This notebook demonstrates a generalized approach to coupling a reactor model with a particle model, applicable in various simulation scenarios.

Implementation Notes

  • The code is modular and supports multi-component systems.

  • Boundary conditions are flexible and can be customized for the reactor model.

  • The framework is designed for extensibility, allowing users to implement custom kinetics, geometries, and coupling strategies.

  • The notebook includes plotting utilities and example usage for both standalone and coupled simulations.

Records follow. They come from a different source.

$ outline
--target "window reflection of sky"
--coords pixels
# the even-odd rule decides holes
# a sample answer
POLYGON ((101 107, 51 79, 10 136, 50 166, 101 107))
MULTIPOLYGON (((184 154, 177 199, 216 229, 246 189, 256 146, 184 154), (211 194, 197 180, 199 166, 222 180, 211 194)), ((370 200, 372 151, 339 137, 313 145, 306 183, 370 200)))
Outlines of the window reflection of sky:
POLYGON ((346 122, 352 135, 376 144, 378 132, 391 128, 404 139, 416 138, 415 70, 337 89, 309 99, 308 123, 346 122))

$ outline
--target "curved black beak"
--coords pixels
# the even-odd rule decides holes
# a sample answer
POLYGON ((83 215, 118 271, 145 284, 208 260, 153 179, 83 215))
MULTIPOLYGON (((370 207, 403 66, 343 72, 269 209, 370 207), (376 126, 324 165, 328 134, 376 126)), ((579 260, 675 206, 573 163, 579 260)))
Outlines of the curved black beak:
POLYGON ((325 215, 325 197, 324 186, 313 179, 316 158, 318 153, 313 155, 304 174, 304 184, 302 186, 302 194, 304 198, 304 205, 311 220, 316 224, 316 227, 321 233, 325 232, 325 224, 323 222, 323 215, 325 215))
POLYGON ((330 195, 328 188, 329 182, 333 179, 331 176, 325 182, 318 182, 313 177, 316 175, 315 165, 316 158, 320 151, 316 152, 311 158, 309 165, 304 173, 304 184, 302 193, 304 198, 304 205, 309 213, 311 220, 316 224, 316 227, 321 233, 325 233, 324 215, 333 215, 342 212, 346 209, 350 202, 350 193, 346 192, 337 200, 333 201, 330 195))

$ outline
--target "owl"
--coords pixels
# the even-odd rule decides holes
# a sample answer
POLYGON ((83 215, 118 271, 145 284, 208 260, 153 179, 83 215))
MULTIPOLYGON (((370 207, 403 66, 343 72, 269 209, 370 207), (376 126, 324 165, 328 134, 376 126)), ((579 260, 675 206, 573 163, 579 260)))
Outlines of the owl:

Refer to the docstrings in each class and function for further details on usage and customization.

Overview of the Model Classes

This notebook contains the following main classes:

  • DiffusionConvectionReactionNonLinear: A 1D model for plug flow reactors with convection, diffusion, and nonlinear reaction kinetics. Supports both steady-state and transient solutions, and can be flexibly coupled to other models via a user-supplied kinetics function.

  • Kinetics: A simple class for first-order reaction kinetics, providing both the rate and the Jacobian for use in nonlinear solvers.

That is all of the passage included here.